I am trying to phase using a 2-wavelength Se-MAD dataset (remote,
inflexion) collected in 10-degree wedges from a protein crystal that
suffers radiation damage. This damage can be seen clearly by a loss of
resolution after about 12 hours of exposure. I tried minimising exposure
time during collection (2 minutes/degree) but the symmetry is fairly low
(orthorhombic) and I don't have anything else (e.g. NCS, high solvent
content) that might help with phasing so tried to go for some redundancy
(>70% of reflections were measured 4 times or more). Crystal translation
wasn't really an option because of the special crystal orientation
requirements (bent loop) due to a long axis.
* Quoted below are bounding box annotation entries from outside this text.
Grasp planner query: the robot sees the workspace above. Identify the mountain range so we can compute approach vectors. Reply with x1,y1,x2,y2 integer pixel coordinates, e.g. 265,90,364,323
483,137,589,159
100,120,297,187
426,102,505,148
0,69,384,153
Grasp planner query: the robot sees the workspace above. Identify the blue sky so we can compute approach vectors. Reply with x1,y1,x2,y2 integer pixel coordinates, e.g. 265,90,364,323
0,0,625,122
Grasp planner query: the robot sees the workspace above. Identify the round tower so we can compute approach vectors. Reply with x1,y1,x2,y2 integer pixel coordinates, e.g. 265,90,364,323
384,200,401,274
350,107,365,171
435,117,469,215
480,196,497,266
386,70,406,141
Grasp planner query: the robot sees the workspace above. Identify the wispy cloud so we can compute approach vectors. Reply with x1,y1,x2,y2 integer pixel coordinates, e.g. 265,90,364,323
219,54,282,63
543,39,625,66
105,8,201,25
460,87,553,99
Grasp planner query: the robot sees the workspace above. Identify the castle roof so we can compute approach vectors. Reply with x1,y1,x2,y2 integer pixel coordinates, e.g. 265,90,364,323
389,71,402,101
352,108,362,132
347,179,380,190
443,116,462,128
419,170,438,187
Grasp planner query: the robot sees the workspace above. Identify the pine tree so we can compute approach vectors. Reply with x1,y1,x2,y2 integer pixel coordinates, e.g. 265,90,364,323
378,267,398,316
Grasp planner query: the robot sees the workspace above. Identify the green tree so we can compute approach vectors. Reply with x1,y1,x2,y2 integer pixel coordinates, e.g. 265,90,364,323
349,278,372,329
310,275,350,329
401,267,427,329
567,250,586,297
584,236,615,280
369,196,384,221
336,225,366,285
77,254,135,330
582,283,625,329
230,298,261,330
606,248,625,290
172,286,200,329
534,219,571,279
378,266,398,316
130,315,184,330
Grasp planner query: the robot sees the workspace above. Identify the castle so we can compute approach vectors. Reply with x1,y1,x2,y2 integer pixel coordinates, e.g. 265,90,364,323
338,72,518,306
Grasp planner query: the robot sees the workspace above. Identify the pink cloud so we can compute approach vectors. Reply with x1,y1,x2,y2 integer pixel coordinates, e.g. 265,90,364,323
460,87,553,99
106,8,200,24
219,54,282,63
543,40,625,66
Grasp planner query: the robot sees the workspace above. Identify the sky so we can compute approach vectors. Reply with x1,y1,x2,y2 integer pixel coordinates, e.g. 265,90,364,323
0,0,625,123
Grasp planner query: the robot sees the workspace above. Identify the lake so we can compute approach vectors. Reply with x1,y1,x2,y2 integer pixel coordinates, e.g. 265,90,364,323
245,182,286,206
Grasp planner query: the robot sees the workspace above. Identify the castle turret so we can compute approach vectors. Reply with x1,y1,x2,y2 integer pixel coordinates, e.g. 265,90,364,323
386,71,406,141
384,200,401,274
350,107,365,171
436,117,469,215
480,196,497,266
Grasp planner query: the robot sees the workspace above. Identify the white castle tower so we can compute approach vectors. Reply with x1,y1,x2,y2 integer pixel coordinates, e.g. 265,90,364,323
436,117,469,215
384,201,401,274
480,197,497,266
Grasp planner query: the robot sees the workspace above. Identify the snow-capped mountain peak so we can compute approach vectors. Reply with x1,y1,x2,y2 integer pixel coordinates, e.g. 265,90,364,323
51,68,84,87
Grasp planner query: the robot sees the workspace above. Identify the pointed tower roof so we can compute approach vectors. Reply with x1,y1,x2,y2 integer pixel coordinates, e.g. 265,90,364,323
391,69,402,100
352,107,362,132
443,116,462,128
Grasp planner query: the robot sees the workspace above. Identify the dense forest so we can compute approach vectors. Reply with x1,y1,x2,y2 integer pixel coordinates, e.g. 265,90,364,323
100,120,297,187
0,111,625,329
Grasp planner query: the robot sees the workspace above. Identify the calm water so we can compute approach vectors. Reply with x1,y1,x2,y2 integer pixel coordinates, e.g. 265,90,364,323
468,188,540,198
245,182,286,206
The crystals are plates that
rarely grow single (<5% of the time) so I have a strong preference for the
1-crystal-1-structure MAD over the several-crystals MIR(AS) method (the
protein is >100 kDa so would most likely require several soaked-in
derivatives).

The resolution of the data collected was to 3.3  for the remote, with
SHARP indicating that the anomalous difference CC are not significant until
after 4.3 . I did not think that phasing by Se would be possible at this
resolution until the Science paper by Bass et al. came out in November
(v.298, p.1582) showing phasing by Se-MAD to 5  (but then they had 3
wavelengths, 7-fold NCS and high redundancy too).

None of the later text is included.